The aims of this study were to screen a gene bank panel of densely genotyped maize inbred lines from Southeast Europe for diversity and selection, and to compare it with other two European germplasm panels. Furthermore, the genomewide selection indices were used to mine available databases for genes used to carry out the gene ontology (GO) enrichment analysis, providing an overview of historical selection for adaptation to the Southeast European climate.

Material and methods

Plant material

A subset of 572 inbred accessions of the Maize Gene Bank of the Maize Research Institute Zemun Polje (MRIZP) was used to carry out this study (hereby referred to as MRIZP panel). Accessions i.e. inbred lines were chosen in a way to represent the diversity of introduced or de-novo developed material from the SEE breeding programs, along with several inbreds with collection attributes from other countries. In the MRIZP panel, there were 220 accessions collected from Bulgaria, 132 from ex-Yugoslavia, 54 from Romania, 42 from Hungary,18 from ex-Czechoslovakia, 13 from Poland and 7 from Greece. In addition, the MRIZP panel contained inbreds that did not originate from SEE: 47 from ex-USSR, 12 from USA, 8 from Mexico, 7 from Iran, 3 from France, 2 from both Canada and ex-East Germany, and 1 from each of ex-People’s Republic of Korea, Pakistan, Switzerland, Argentina and unknown origin. For further analyzes, the subpanel MRIZP-SEE was created, carrying only inbreds from Southeast Europe (former Yugoslavia, Bulgaria, Romania, and Greece) and the bordering Pannonian plain (Hungary). All additional information about the used inbred lines and subpanel designations is available in Supplementary Table S1.

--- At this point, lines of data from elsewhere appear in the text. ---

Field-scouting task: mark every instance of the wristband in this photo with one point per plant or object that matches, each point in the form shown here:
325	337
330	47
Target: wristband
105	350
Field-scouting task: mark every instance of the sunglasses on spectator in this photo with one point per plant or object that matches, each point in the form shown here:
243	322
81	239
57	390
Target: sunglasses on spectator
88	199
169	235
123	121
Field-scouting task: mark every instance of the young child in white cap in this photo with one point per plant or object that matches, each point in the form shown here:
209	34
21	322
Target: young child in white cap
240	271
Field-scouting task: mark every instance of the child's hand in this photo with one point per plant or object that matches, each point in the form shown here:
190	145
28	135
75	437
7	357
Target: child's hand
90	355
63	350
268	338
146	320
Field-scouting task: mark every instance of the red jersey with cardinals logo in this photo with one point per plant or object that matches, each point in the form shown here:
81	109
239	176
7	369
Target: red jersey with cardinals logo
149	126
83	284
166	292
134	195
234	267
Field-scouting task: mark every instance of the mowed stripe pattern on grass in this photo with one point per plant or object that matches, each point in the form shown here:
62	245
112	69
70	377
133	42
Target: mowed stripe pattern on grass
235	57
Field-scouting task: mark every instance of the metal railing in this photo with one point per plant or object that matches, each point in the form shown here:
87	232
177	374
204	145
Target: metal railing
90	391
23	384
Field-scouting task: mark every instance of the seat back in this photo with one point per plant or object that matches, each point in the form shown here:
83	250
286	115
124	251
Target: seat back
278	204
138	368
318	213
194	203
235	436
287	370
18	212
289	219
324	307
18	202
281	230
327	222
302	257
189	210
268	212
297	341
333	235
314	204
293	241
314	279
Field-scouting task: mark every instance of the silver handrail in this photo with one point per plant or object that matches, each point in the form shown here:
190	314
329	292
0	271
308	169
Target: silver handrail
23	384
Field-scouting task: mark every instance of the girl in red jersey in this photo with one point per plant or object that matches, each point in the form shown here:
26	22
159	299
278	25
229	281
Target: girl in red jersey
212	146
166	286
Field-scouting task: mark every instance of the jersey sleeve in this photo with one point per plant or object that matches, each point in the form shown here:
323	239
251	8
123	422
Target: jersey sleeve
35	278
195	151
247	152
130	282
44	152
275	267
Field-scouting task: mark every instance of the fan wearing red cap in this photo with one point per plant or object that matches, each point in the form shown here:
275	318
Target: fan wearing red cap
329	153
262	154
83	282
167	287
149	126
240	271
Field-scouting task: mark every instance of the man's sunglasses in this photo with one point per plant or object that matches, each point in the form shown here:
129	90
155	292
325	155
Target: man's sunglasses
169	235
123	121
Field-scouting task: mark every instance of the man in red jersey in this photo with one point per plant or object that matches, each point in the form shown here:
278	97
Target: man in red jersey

Genotyping and data management

The MRIZP panel was genotyped with the Axiom™ 600 k Maize SNP Genotyping Array with 616,201 variants, of which 6,759 represent insertions/deletions [14, 36]. All steps of the DNA analysis were conducted by SGS TraitGenetics GmbH, Germany, including standard protocols for DNA extraction and marker quality control. Two other publicly available genotypic matrices anchored with the same genotyping array were used inthis study. The first data was from [14, 36], on 155 elite dent or European flint / Northern flint inbred lines, mainly from German and French public breeding programs (TUM panel), and the second was the data from [37], on 247 dent inbred lines (DROPS panel), described in detail by [38]. Both data sets contained inbreds developed in Europe along with the most important US inbreds with expired Plant Variety Protection (ex-PVP) and public inbreds. Additional information about the inbred lines from TUM and DROPS datasets is available in Supplementary Table S1.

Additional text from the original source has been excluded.